The players are made up of affable artists and activists, actors and non-actors, equipped with microphones to be heard. They often wade through the audience, carrying parts of the set like sailors lugging cargo. Teenager Siofa Richardson thoughtfully acts as a guide, even giving a crash course in site-specific theatre for those unfamiliar. Defiant activist Guylaine Lema strikingly casts herself as Roger Casement after tracing parallels between their aid work in the Congo.
Casement’s spirit is embodied in all these players, in Belgian artist Serge Vandeberghe and Brendan Richardson, an Irish ‘clicktivist’ (somebody who uses the internet to influence opinion), who provide protest histories from home and abroad. Casement is even the inspiration for actor Matthew Von Zweigbergk’s action movie premise, involving an imagined meeting between his great grandfather and the humanitarian on the open seas.
You’d appreciate the thoughtful tensions between East and West, between the goal of forming a sustainable global community and the reinforcing sense of national pride while singing your country’s national anthem, if they weren’t all consumed by the chilly atmosphere. An hour in and the environment becomes too hostile for the performance, and the audience, to sustain. The failing of the sound technology is also a loss.

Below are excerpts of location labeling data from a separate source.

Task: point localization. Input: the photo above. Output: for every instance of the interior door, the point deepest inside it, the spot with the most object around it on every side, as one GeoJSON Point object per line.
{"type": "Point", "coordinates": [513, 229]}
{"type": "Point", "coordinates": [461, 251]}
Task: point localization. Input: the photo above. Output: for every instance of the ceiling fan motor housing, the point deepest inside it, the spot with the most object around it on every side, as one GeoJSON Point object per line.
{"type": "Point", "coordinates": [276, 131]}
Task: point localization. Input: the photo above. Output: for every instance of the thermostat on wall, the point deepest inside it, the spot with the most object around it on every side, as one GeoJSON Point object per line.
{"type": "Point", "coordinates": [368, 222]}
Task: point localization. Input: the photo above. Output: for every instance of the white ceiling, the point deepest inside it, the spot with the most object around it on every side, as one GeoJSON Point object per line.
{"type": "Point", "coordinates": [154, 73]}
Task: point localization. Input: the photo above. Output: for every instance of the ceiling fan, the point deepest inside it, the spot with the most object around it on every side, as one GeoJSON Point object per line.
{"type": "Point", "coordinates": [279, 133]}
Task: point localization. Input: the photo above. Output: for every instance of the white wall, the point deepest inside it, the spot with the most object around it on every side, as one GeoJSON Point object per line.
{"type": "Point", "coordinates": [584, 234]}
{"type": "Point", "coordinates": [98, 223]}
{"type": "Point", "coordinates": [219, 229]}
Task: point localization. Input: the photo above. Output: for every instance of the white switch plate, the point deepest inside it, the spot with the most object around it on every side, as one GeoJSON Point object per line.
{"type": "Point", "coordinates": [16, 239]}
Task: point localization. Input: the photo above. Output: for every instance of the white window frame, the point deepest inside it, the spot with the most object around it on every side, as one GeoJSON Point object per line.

This isn’t the best climate for the production’s latter stages. It begins to wane by disappointingly adopting a traditional structure to resolve itself, that is, conspiring for dramatic pathos. This life and times of activists in an apathetic world is rather lethargic compared to the dynamic note the production began with. It wasn’t concerned then as much with slumming these social warriors through a drama but in making use of their offstage lives, championing idealism. That loudspeaker isn’t going to lift itself.